Литмир - Электронная Библиотека
Содержание  
A
A

— Его и всех домочадцев предупредили об утечке, но кто сумеет предсказать, на что способны некоторые таблоиды? А вдруг это все же похищение с целью выкупа? Тогда как бы нам не завалить дело, если орды чертовых газетчиков станут атаковать дом Паскаля.

— Завтра на пресс-конференции у вас будет шанс объяснить им, насколько все серьезно.

Макатиер что-то уклончиво проворчал: очевидно, он не очень-то надеялся урезонить журналистов, взывая к их совести и напомнив о моральных обязательствах.

Глава двенадцатая

Клара дрожала так сильно, что даже цепь звенела. Всколыхнувшаяся в ней ярость сменилась теперь свинцовым отчаянием. Обращаться к этому человеку бессмысленно: он и в покое не оставит, и говорить с ней не станет.
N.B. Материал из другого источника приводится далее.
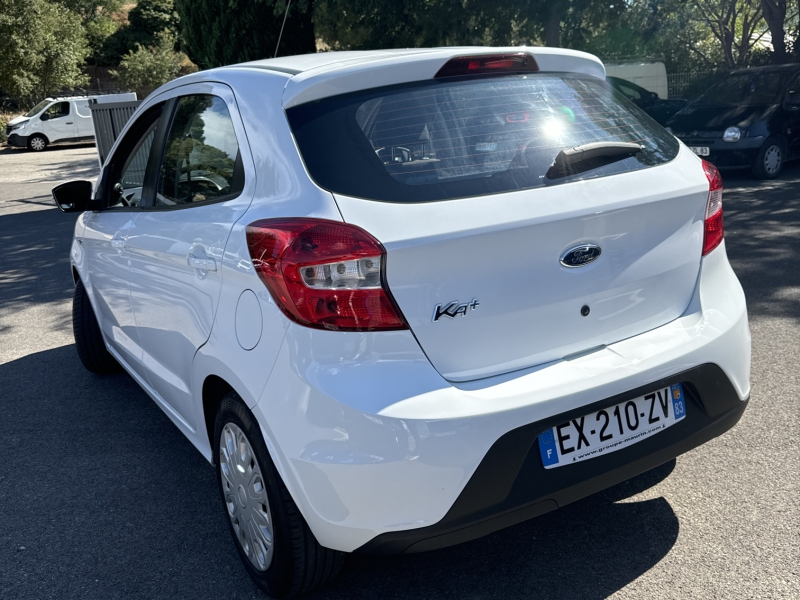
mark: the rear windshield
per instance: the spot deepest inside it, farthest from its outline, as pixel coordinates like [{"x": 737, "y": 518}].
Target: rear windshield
[
  {"x": 445, "y": 139},
  {"x": 746, "y": 89}
]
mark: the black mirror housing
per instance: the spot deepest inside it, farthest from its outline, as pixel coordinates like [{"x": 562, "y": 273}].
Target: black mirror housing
[{"x": 73, "y": 196}]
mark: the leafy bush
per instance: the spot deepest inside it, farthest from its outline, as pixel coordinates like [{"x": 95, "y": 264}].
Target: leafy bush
[
  {"x": 42, "y": 48},
  {"x": 145, "y": 21},
  {"x": 146, "y": 68}
]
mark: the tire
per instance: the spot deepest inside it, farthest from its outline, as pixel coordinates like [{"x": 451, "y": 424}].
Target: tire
[
  {"x": 770, "y": 159},
  {"x": 37, "y": 142},
  {"x": 88, "y": 338},
  {"x": 294, "y": 563}
]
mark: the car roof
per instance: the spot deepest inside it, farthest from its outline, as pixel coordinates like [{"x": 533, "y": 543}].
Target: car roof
[{"x": 314, "y": 76}]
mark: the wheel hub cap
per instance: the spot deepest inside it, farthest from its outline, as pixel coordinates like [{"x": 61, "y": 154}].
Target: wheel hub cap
[{"x": 245, "y": 496}]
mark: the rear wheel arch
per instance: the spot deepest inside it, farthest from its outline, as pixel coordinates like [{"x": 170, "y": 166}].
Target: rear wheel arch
[
  {"x": 215, "y": 388},
  {"x": 38, "y": 135}
]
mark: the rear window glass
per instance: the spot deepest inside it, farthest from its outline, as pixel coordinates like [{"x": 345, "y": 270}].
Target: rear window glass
[{"x": 446, "y": 139}]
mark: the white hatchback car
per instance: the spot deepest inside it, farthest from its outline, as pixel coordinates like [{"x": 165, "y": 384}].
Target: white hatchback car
[{"x": 402, "y": 299}]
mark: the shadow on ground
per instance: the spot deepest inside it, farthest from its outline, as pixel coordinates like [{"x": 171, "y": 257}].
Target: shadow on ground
[
  {"x": 36, "y": 267},
  {"x": 762, "y": 236},
  {"x": 110, "y": 500}
]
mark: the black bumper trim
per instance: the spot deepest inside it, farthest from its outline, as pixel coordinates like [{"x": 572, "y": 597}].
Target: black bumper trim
[
  {"x": 511, "y": 484},
  {"x": 19, "y": 141}
]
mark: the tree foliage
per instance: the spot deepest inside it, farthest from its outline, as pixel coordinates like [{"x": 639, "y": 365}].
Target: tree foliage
[
  {"x": 221, "y": 32},
  {"x": 146, "y": 68},
  {"x": 42, "y": 48},
  {"x": 96, "y": 18},
  {"x": 145, "y": 21}
]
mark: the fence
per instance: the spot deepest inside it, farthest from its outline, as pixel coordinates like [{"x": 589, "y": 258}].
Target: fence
[
  {"x": 109, "y": 119},
  {"x": 689, "y": 86}
]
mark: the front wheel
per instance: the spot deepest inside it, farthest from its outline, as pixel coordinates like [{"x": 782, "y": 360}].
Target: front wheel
[
  {"x": 88, "y": 338},
  {"x": 769, "y": 161},
  {"x": 274, "y": 542},
  {"x": 37, "y": 143}
]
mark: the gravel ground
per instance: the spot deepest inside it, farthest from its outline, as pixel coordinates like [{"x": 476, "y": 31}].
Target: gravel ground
[{"x": 101, "y": 496}]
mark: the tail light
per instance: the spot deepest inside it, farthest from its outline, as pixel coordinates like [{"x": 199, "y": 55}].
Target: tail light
[
  {"x": 324, "y": 274},
  {"x": 713, "y": 230},
  {"x": 518, "y": 62}
]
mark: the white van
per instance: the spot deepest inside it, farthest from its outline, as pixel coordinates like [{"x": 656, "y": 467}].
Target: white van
[{"x": 65, "y": 119}]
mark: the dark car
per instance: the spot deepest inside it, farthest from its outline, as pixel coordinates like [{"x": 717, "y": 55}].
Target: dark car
[
  {"x": 749, "y": 119},
  {"x": 661, "y": 110}
]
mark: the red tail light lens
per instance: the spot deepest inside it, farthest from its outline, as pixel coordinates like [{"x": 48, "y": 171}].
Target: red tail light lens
[
  {"x": 324, "y": 274},
  {"x": 713, "y": 230},
  {"x": 518, "y": 62}
]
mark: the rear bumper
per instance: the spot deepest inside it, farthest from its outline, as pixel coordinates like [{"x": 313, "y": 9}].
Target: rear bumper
[
  {"x": 729, "y": 154},
  {"x": 382, "y": 454},
  {"x": 20, "y": 141},
  {"x": 511, "y": 485}
]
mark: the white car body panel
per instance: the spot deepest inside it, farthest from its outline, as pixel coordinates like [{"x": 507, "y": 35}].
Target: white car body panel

Она вспомнила недавний разговор со старой университетской подругой, Микаэлой О'Коннор. После получения диплома та несколько лет проработала в Лидсе, отдавая предпочтение делам, связанным с семейным правом. Теперь она возглавляла адвокатскую фирму в Честере, специализируясь на проблемах женщин. Когда она только начинала практиковать, то благодаря своему хрупкому телосложению и мелким чертам лица заслужила довольно банальное прозвище — Лилипут. Но надолго оно не прилипло: довольно скоро распространились слухи о том, что малышка О'Коннор на перекрестных допросах безжалостна как акула. И хотя она всегда была безупречно вежлива, разнося в пух и прах аргументы противников, однако большинство из них после схватки с Микаэлой выходили из зала суда с чувством, будто побывали в пасти морского чудовища. Друзей у Микаэлы было немного, окружающие относились к ней со сдержанным уважением. Она была несколько удивлена, услышав свое новое прозвище: за глаза ее называли «сука судейская», но никогда в глаза — никогда.

Последний раз Клара виделась с Микаэлой в начале июля: они уговорились вместе пообедать. Микаэла пришла на встречу из суда, где защищала женщину, обвиняемую в покушении на жизнь ее жестокого партнера. Краснея от стыда, Клара вспоминала, как пустилась в спор с Микаэлой, заявив: если бы женщины более эффективно общались — говорили, вместо того чтобы впадать в состояние покорности или агрессии, — они не становились бы жертвами.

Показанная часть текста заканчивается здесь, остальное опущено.